What makes temple events hard? Numbers and damage.
Just what makes any of these bosses, or any large scale content for that matter, difficult? It’s definitely not the core combat mechanics. Instead the common theme seems to be side mechanics often revolving around coordination, number of players, and damage. The combat mechanics aren’t present enough in the mechanics or difficulty of the fight which brings me to my final point.
What happened to traditional combat values? What happened to death being the deciding factor in a fight? What happened to the skills available to your character being your main tools?
Large scale content neglects these basic parts of the combat system. Your characters skills are not the main tools in the mechanics of the encounter, rather side mechanics are. Death is of little concern due to the low combat risk and the few players that die only serves as an inconvenience to your groups DPS due to the combined lack of risk and ease of recovery.
If you want to create a better large scale experience these things should be addressed.
In summary:
- The raid mechanics need to be suited for the number of players participating, with each player having an important role in the mechanics, not just there as damage filler.
- Combat needs to play a larger role in the difficulty of the fight. Added mechanics and coordination based around those mechanics are fine to have but should not be the core means to create difficulty.
- Death needs to play a deciding role. We need more things were defeat is caused by, and the difficulty designed around, the entire group of players getting wiped and less around things like defeat timers.
- The skills available to a player need to be more important.
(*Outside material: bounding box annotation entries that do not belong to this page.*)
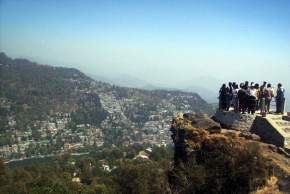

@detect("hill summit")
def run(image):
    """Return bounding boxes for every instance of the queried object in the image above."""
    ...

[169,114,290,193]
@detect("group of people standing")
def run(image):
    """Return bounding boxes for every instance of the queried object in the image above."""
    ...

[219,81,285,114]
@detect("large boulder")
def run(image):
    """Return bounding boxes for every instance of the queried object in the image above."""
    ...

[183,113,222,133]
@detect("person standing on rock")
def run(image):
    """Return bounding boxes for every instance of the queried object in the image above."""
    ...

[248,84,258,114]
[238,83,247,114]
[232,83,239,112]
[259,82,267,114]
[219,84,229,110]
[265,84,274,113]
[276,83,285,114]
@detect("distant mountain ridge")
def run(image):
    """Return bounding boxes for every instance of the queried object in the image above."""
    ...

[0,53,213,146]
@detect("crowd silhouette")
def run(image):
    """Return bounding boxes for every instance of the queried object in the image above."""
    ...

[219,81,285,114]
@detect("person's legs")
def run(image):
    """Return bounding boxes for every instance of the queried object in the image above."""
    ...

[266,99,271,113]
[276,99,281,113]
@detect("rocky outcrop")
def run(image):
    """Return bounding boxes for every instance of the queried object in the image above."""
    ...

[169,114,290,193]
[213,110,256,131]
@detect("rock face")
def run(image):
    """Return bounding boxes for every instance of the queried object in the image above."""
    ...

[213,110,256,131]
[169,114,290,193]
[213,111,290,150]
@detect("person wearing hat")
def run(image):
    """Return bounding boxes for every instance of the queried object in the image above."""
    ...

[276,83,285,114]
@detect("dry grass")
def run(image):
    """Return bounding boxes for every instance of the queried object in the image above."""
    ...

[253,176,286,194]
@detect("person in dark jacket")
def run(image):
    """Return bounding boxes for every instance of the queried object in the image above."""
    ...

[238,83,247,114]
[219,84,229,110]
[276,83,285,114]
Things like projectile reflects, condition clears, stability, blocks, and crowd control need to play a larger role in the mechanics of the raid.
(edited by Bri.8354)
Proposal Overview
Implement instanced, scalable guild-based raiding content as more challenging versions of guild missions or dungeons.
Goal of Proposal
Address the lack of interesting, challenging, rewarding end-game group content. Breathe new life into guild-based content. We are tired of guild missions and need new content that isn’t static.
Proposal Functionality
Concept: This proposal combines multiple design elements and mechanics already in place. We already have instances, scalable content (events), guild missions, and challenge achievements/gambits in various parts of the game. This proposal would combine them to achieve high-end guild-based raid-like content.
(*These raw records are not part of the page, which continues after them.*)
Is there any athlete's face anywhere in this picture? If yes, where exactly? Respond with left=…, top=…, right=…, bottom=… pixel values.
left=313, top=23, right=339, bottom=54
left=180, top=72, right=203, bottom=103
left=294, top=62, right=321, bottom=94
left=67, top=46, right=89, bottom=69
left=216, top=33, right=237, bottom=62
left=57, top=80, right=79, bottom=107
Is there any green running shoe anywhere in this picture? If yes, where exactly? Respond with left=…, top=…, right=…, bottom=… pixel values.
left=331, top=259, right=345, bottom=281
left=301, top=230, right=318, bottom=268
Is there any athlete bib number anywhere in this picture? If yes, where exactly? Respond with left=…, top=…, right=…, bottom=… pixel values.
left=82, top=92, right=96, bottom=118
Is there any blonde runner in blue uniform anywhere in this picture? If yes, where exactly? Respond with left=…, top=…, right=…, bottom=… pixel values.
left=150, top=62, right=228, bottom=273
Proposal: Introduce a set of new instances that scale from 5-25 players. There would be a set of default objectives, and also a set of optional, more challenging objectives similar to the challenge achievements for Living Story, or the gambits from the Queen’s Gauntlet. The more challenges completed, the better the rewards. Like guild missions, runnable once a week for personal credit and guild credit.
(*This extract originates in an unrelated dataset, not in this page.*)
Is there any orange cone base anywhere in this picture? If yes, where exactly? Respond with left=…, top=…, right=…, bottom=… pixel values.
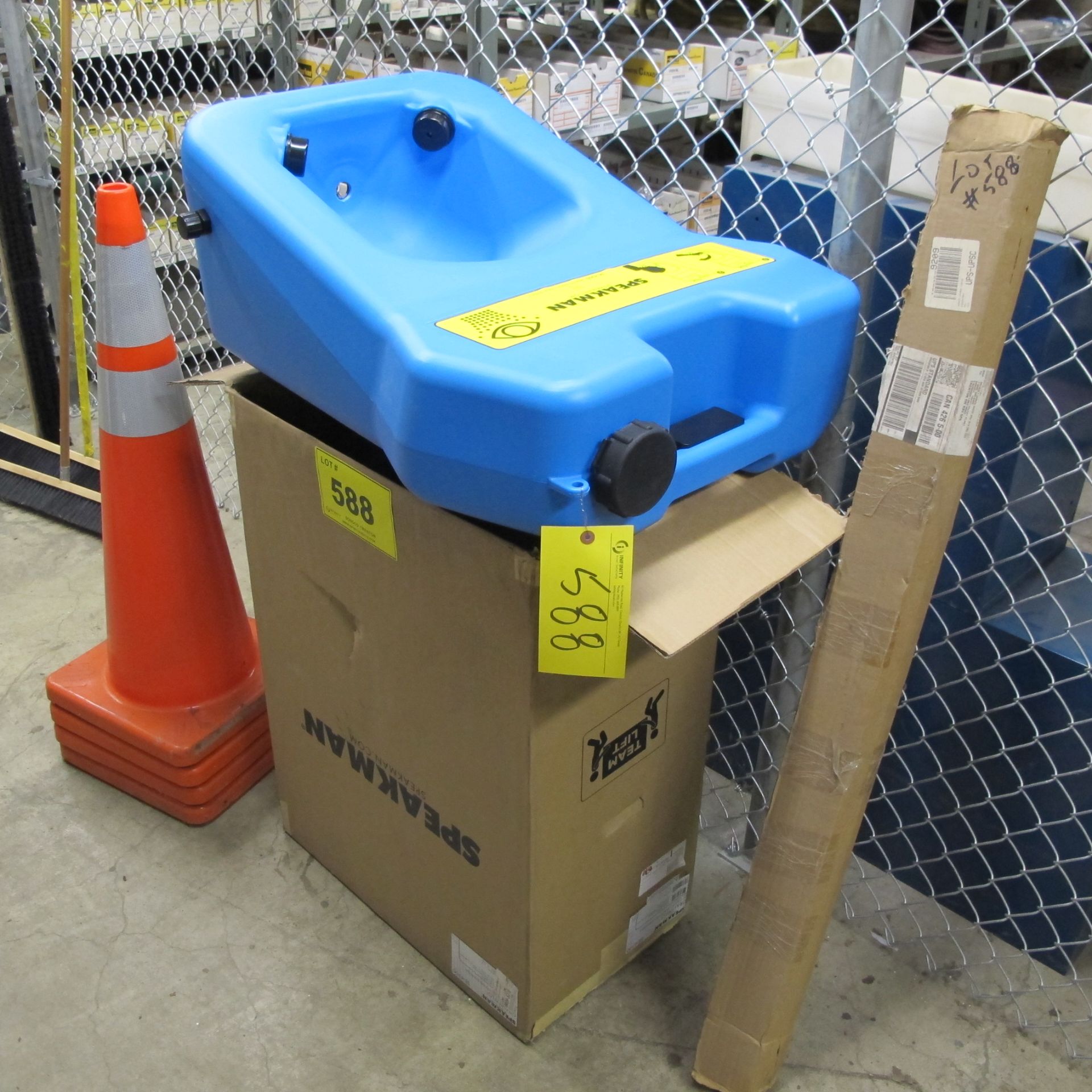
left=61, top=743, right=273, bottom=826
left=53, top=715, right=270, bottom=805
left=46, top=619, right=266, bottom=767
left=49, top=704, right=270, bottom=803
Example: A timed rescue mission for a cave-in, with jumping puzzle elements. The instance scales to appropriate difficulty based on the number of people who enter. If the guild members do not ask for additional challenge, they must simply rescue the victims of the cave-in within the allotted time to receive credit. But if they choose, they can add in difficulty, such as: 1) random elites spawning 2) everyone is drunk 3) time allotted is reduced or 4) a boss spawns on the way out, and you must defeat her before time runs out. Having additional, OPTIONAL extra challenges means the content stays relevant and interesting for much longer, and can be whatever level of difficulty the guild is comfortable with.
Associated Risks
There needs to be a way to implement this as guild content without having the kinds of issues presented by the original set of guild missions, namely the problem of small guilds. If the instances can scale down to 5 players, that should be sufficient for even the smallest guild’s needs. The only remaining issue would be unlocking them: they shouldn’t need to be unlocked. All guilds should have immediate access, and they should constitute a good method for earning influence and merits. The challenge should lie in the content itself, not in earning access to it. The last thing we want to introduce with GW2 raiding is unnecessary gating mechanisms. Let everyone in.